On October 16, 1916, Margaret Sanger opened her first birth control clinic in the Brownsville neighborhood of Brooklyn, New York. The clinic distributed birth control and advice and information on birth control and sexual health. Just ten days later, Sanger and her coworkers were arrested in violation of the federal Comstock Act and in defiance of Section 1142 of the New York Penal Code. Both of these laws classified birth control information as obscene and forbade distribution of information or birth control devices in person and through the mail.
In response, Sanger defended her decision to open a birth control clinic as a humanitarian measure and that its focus on women’s health and families made it an integral part of the community. When Sanger insisted on reopening after each police shutdown, New York added changes of creating a public nuisance.

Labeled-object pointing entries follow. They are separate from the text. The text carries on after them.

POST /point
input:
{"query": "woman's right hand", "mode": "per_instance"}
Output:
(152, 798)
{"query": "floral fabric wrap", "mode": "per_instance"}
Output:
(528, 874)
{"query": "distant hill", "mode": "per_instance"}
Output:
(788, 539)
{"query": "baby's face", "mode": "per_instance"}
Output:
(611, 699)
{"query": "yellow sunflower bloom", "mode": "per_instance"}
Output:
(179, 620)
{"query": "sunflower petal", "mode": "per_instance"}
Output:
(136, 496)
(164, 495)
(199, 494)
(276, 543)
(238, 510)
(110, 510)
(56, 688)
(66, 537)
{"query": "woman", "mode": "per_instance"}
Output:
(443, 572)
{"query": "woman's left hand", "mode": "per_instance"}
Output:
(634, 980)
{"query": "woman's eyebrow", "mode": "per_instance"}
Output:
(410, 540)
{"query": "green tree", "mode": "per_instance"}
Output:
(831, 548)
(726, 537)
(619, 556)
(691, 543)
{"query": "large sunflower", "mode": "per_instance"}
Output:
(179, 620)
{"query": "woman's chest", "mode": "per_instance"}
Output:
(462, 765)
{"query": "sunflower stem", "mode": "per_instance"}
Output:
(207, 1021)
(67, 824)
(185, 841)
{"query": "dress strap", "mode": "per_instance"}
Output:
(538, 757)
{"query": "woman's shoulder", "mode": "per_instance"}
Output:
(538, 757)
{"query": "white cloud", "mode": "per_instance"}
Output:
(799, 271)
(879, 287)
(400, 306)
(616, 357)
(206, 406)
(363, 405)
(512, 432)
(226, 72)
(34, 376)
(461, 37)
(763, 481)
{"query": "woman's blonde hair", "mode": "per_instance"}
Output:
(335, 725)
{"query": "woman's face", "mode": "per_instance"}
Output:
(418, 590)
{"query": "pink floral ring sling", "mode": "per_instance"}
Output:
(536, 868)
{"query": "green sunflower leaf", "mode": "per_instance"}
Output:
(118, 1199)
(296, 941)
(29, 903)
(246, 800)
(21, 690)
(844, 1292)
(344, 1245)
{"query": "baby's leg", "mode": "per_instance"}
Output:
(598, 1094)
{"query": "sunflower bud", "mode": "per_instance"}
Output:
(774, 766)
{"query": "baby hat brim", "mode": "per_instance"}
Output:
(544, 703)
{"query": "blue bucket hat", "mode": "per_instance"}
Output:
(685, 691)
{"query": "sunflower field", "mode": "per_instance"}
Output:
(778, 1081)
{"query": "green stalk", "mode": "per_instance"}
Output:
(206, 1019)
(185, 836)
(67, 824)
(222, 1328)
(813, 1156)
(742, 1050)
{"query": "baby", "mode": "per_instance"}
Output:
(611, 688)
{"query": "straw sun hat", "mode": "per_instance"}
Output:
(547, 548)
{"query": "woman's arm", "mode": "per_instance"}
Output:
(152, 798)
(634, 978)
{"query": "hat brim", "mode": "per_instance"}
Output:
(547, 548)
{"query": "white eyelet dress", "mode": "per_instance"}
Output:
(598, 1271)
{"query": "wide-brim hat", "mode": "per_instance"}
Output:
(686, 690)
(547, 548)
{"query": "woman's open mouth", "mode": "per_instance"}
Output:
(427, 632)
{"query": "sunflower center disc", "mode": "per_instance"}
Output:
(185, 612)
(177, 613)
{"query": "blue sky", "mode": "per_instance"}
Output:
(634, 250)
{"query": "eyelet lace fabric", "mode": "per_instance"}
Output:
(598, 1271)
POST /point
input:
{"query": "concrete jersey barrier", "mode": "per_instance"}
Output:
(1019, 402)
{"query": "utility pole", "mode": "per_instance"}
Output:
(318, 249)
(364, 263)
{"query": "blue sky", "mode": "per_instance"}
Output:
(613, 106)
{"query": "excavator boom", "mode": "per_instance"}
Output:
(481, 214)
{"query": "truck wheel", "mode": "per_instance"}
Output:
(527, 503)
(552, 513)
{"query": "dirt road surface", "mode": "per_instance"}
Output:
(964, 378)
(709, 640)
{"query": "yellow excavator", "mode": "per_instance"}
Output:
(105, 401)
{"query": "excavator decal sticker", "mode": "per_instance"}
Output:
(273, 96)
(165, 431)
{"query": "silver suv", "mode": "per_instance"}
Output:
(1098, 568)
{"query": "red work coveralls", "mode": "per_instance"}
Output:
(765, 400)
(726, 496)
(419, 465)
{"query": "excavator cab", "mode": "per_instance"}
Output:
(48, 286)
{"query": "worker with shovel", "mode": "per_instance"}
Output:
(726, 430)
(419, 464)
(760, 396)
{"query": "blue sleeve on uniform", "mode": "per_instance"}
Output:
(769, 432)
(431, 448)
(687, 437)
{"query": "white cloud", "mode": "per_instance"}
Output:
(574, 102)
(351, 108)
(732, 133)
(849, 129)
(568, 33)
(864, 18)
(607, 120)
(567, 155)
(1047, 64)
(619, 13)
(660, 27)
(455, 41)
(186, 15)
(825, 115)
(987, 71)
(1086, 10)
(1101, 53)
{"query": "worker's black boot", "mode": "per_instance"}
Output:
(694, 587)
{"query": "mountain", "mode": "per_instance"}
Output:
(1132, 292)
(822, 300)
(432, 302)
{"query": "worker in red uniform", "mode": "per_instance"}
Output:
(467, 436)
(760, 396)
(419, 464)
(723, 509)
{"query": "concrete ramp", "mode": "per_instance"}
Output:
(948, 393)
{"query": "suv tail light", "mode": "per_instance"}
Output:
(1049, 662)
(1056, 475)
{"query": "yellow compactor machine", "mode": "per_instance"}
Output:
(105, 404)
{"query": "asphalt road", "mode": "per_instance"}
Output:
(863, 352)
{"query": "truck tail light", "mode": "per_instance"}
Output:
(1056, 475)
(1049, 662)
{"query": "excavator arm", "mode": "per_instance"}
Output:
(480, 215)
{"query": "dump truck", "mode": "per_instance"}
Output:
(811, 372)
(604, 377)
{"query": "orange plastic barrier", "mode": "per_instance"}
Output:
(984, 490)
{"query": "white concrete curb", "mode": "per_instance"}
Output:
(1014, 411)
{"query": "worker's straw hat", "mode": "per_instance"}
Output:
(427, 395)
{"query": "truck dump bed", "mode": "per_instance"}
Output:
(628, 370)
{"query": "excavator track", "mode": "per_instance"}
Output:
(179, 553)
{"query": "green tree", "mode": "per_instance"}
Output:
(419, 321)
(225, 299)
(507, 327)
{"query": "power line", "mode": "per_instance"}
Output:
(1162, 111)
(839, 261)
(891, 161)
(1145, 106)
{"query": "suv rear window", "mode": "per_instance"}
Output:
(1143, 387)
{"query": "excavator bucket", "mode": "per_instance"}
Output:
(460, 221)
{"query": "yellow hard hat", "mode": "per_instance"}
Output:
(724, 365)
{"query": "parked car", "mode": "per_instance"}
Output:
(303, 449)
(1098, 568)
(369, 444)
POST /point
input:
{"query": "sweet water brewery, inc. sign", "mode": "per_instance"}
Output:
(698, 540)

Sanger’s trial began on January 29, 1917. The judge, in an attempt to avoid making Sanger a martyr, offered her a suspended sentence if she promised to not break the law and reopen her clinic. Sanger declined, stating, “I cannot respect the law as it exists today,” and was found guilty. On appeal, the New York Appellate Division of the Supreme Court affirmed her conviction. However, the Court’s opinion offered legal justification for operating a clinic under medical auspices. While Sanger continued to face legal scrutiny, her clinics became the core of the American Birth Control League, and eventually the foundation of Planned Parenthood, a health clinic that continues to treat women and their families, including offering advice on and distribution of birth control.